Of course, an ambulance is better than nothing, but a much better solution is to practise good security hygiene in your daily usage of your PC. This is the main way you can prevent infection in the first place:
- Don't open email attachements unless you're sure you know what it is (it came from a friend AND it's just a PDF or word document, etc)
- Don't open .exe attachments, ever
- Don't install shady programs, and don't pirate.
- Don't download stuff from porn sites.
- Don't click ads. Even better, install "Ublock origin" to get rid of ads altogether, and disable it on sites you trust and want to support (like geekzone ;))
Antivirus programs are often worse than nothing, because they are gigantic sprawling programs which try to do tonnes of things, and do it all badly. This leads to security flaws which can actually *allow viruses in* where they were not allowed in before you installed antivirus. A large number of these security flaws have been discovered recently, in major products like McAfee and Norton. Norton in particular has a very bad reputation, although I don't know how bad current versions are.

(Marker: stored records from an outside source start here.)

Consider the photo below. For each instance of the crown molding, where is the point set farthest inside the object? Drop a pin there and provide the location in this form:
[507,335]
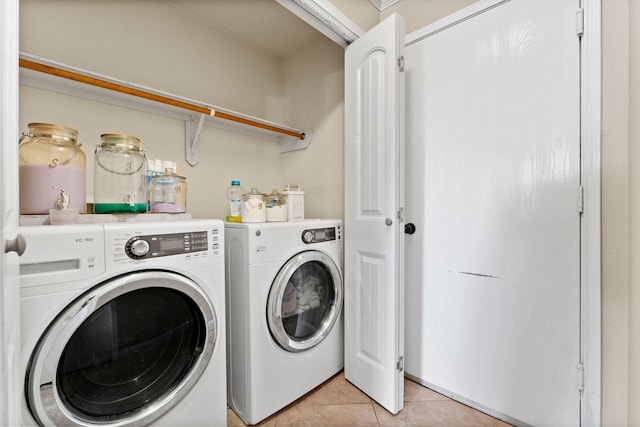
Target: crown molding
[383,4]
[326,18]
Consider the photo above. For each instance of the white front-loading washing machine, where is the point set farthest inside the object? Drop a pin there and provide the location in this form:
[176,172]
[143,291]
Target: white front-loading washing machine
[284,312]
[124,323]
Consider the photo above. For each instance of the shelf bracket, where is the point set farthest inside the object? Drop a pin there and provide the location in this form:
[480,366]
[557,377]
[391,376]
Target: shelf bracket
[193,126]
[291,143]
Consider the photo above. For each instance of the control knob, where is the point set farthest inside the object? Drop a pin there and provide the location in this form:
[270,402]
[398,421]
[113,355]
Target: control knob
[307,236]
[137,248]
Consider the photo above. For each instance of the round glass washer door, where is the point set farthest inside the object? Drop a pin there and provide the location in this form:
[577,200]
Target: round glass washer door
[124,353]
[305,301]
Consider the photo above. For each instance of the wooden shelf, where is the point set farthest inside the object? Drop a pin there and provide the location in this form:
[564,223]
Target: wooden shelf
[56,77]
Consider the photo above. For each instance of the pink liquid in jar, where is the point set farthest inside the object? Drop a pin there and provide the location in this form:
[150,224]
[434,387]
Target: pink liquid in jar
[37,194]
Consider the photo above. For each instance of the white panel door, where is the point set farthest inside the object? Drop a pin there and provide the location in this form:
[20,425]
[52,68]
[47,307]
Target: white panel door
[493,152]
[10,383]
[374,243]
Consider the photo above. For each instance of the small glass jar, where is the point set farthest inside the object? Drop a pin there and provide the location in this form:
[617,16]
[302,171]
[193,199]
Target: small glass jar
[168,192]
[276,204]
[253,207]
[51,162]
[120,183]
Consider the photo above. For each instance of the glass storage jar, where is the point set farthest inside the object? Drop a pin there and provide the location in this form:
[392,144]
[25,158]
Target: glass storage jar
[276,204]
[168,192]
[120,183]
[253,208]
[50,162]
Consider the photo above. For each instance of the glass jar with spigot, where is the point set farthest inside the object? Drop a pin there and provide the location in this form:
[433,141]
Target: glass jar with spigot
[51,163]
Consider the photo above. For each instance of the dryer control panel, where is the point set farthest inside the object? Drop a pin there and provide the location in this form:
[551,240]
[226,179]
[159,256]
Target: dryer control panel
[318,235]
[158,245]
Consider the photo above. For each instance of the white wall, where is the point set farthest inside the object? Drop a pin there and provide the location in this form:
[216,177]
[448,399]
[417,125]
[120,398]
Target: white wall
[167,49]
[634,214]
[314,99]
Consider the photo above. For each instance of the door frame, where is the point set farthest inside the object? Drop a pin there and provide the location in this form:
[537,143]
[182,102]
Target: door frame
[590,246]
[10,382]
[590,281]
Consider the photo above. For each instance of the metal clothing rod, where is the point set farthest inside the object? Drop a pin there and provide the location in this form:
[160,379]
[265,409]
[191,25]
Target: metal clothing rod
[59,72]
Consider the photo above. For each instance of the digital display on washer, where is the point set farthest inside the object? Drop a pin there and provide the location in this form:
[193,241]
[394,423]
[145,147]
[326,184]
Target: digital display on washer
[153,246]
[317,235]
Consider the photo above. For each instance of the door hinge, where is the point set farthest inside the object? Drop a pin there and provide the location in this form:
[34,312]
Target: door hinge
[580,384]
[580,199]
[580,22]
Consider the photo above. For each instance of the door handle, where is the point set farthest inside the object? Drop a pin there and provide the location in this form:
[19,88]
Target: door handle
[17,245]
[409,228]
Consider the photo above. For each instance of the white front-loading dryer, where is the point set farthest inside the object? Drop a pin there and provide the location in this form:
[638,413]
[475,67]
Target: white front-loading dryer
[284,312]
[124,324]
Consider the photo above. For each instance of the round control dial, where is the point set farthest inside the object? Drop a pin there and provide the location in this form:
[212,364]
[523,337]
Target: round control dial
[307,236]
[137,248]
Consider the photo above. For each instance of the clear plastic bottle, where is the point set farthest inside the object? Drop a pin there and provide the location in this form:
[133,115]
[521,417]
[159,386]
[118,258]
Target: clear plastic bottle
[234,202]
[51,162]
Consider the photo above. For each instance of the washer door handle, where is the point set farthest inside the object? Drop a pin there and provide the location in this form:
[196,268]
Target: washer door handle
[17,245]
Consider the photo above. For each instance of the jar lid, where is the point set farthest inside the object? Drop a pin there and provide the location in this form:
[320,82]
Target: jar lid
[121,140]
[275,193]
[170,172]
[254,192]
[53,131]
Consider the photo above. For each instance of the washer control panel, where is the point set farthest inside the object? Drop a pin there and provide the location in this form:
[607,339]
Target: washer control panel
[159,245]
[318,235]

Most geeks just use Windows Defender, a simple antivirus which is included in and turned on by default in Windows 10. Windows 10 is very secure by itself, and most viruses must be allowed in by the user, and can't get in by themselves.
Oh, and metered mode won't affect the security of your computer, as you're only preventing Norton from downloading new 'virus definitions', which teaches Norton which files are viruses, and should be removed. As I say earlier, it's better to avoid jumping off the cliff than to have a super awesome ambulance at the bottom :)
(And norton is not super awesome. Ugh.)